3. Add the Library to the Model: Locate the "File" button on the top-left corner of the Analytica interface, click on it, and select the option "Add Module".
4. Select the Library File: In the file selection dialog that appears, navigate to where you saved the OpenAI library file and select it.
5. Embed the Library: Once you've selected the library file, a new dialog will open up. Choose the "Embed a copy" option. This action embeds a copy of the library directly into your model.
6. Save Your API Key: Lastly, open the embedded OpenAI API library module. Locate the section where you can save your API key. Input your OpenAI API key into the designated environment variable to finalize the setup.

What OpenAI models are available to use?

Base Models:

• ada
• babbage
• curie
• davinci
• gpt-3.5-turbo
• whisper-1

Code Search Models:

• ada-code-search-code
• ada-code-search-text
• babbage-code-search-code
• babbage-code-search-text
• code-search-ada-code-001
• code-search-ada-text-001
• code-search-babbage-code-001
• code-search-babbage-text-001

Search Document Models:

• ada-search-document
• babbage-search-document
• curie-search-document
• davinci-search-document
• text-search-ada-doc-001
• text-search-babbage-doc-001
• text-search-curie-doc-001
• text-search-davinci-doc-001

Search Query Models:

• ada-search-query
• babbage-search-query
• curie-search-query
• davinci-search-query
• text-search-ada-query-001
• text-search-babbage-query-001
• text-search-curie-query-001
• text-search-davinci-query-001

Similarity Models:

• ada-similarity
• babbage-similarity
• curie-similarity
• davinci-similarity
• text-similarity-ada-001
• text-similarity-babbage-001
• text-similarity-curie-001
• text-similarity-davinci-001

Instruction Models:

• curie-instruct-beta
• davinci-instruct-beta

Edit Models:

• code-davinci-edit-001
• text-davinci-edit-001

Text Models:

• text-ada-001
• text-babbage-001
• text-curie-001
• text-davinci-001
• text-davinci-002
• text-davinci-003
• text-embedding-ada-002

Turbo Models:

• gpt-3.5-turbo-0301
• gpt-3.5-turbo-0613
• gpt-3.5-turbo-16k
• gpt-3.5-turbo-16k-0613

Generating text completions

This step is all about constructing a model capable of generating text sequences, with the specific characteristics of these sequences being determined by the parameters you define. Here's how you do it:

1. Create an Index Node for Completions: Begin by constructing an Index node and name it "Completion number". This node plays an important role in your model, as it dictates the number of different text completions your model will generate. Inside the nodes definition you'll enter the following: 1..4 (represents 1 - 4, you can change it to however many examples you need)
2. Set Up a Variable Node for Prompt Generation and Define the Command: Next, establish a variable node and title it "Example of prompt generation". Inside this nodes definition, you'll input the following command:

Prompt_completion("In the night sky, ", Completion_index:Completion_number, max_tokens:100)

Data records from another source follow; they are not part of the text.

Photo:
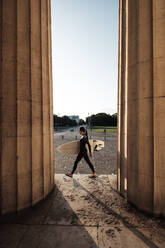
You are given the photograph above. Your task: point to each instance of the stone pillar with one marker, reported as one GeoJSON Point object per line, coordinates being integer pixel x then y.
{"type": "Point", "coordinates": [26, 113]}
{"type": "Point", "coordinates": [144, 104]}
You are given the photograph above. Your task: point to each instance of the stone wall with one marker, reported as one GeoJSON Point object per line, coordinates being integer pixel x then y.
{"type": "Point", "coordinates": [26, 111]}
{"type": "Point", "coordinates": [141, 104]}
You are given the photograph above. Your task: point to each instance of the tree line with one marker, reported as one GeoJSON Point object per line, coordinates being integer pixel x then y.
{"type": "Point", "coordinates": [102, 119]}
{"type": "Point", "coordinates": [65, 121]}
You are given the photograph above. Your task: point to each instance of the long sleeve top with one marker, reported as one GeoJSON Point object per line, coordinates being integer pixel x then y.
{"type": "Point", "coordinates": [83, 141]}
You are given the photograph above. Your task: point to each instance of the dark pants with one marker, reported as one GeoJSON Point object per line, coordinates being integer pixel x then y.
{"type": "Point", "coordinates": [79, 157]}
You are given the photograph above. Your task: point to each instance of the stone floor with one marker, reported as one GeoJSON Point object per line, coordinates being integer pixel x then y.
{"type": "Point", "coordinates": [82, 213]}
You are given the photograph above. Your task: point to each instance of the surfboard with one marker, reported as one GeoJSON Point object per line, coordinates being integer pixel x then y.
{"type": "Point", "coordinates": [73, 147]}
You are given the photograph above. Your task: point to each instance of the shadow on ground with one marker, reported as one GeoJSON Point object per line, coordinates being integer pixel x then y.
{"type": "Point", "coordinates": [83, 213]}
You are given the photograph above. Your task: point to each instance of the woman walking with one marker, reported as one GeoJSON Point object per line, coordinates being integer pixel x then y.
{"type": "Point", "coordinates": [83, 153]}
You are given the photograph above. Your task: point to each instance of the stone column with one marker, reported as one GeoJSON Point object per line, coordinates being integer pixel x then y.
{"type": "Point", "coordinates": [159, 104]}
{"type": "Point", "coordinates": [144, 105]}
{"type": "Point", "coordinates": [26, 115]}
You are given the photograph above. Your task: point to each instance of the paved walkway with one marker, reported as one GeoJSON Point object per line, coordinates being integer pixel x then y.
{"type": "Point", "coordinates": [82, 213]}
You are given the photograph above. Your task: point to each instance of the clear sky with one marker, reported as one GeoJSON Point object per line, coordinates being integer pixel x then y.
{"type": "Point", "coordinates": [84, 56]}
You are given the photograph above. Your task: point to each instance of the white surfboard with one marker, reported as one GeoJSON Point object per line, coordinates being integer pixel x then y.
{"type": "Point", "coordinates": [73, 147]}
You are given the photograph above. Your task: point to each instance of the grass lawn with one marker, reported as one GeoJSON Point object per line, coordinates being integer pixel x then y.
{"type": "Point", "coordinates": [100, 129]}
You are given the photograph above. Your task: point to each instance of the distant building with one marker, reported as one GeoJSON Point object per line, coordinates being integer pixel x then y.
{"type": "Point", "coordinates": [75, 118]}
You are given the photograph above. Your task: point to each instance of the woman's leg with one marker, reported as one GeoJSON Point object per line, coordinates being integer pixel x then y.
{"type": "Point", "coordinates": [79, 157]}
{"type": "Point", "coordinates": [89, 162]}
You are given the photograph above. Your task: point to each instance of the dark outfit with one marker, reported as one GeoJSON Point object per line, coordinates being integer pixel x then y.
{"type": "Point", "coordinates": [83, 154]}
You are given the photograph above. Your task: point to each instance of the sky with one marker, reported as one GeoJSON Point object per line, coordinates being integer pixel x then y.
{"type": "Point", "coordinates": [84, 56]}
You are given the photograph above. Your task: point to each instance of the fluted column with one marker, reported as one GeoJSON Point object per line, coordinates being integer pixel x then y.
{"type": "Point", "coordinates": [144, 60]}
{"type": "Point", "coordinates": [26, 116]}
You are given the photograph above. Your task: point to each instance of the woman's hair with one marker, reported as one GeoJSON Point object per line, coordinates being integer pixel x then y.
{"type": "Point", "coordinates": [84, 130]}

This command instructs the model to create text that continues from the prompt "There once was a boy". The parameter "Completion_number" controls the number of unique completions the model will generate. The max_tokens:100 limits each text output to approximately 100 tokens in length.

This configuration provides a playground for you to experiment with your model, modify the parameters, and observe how changes affect text generation. Through this interactive learning process, you'll gain deeper insights into how to navigate your model effectively to generate the desired results.

Word likelihoods

(tutorial about next token probabilities. logits and perplexity, etc.)

Language models work by receiving an input sequence and then assigning a score, or log probability, to each potential subsequent word, called a token, from its available vocabulary. The higher the score, the more the model believes that a particular token is a fitting successor to the input sequence.

In this part of our discussion, we're going to unpack these token probabilities further. We're seeking to understand why the model gives some tokens a higher score, suggesting they are more likely, while others receive a lower score, indicating they are less likely.

To bring this into perspective, let's think about the phrase, "The dog is barking". It's logical to expect the word "barking" to get a high score because it completes the sentence well. But, if we switch "barking" with a misspelled word such as "barkeing", the model's score for this token would drop, reflecting its recognition of the spelling mistake. In the same vein, if we replace "barking" with an unconnected word like "piano", the model would give it a much lower score compared to "barking". This is because "piano" is not a logical ending to the sentence "The dog is".

Controlling completion randomness

To control the randomness in text generation, we can utilize parameters such as 'temperature' or 'top_p'. The temperature parameter, which ranges from 0 to 2, influences the randomness of the output. Higher values, such as 1.0, yield more diverse but potentially less coherent text, while lower values, such as 0.7, result in more focused and deterministic outputs.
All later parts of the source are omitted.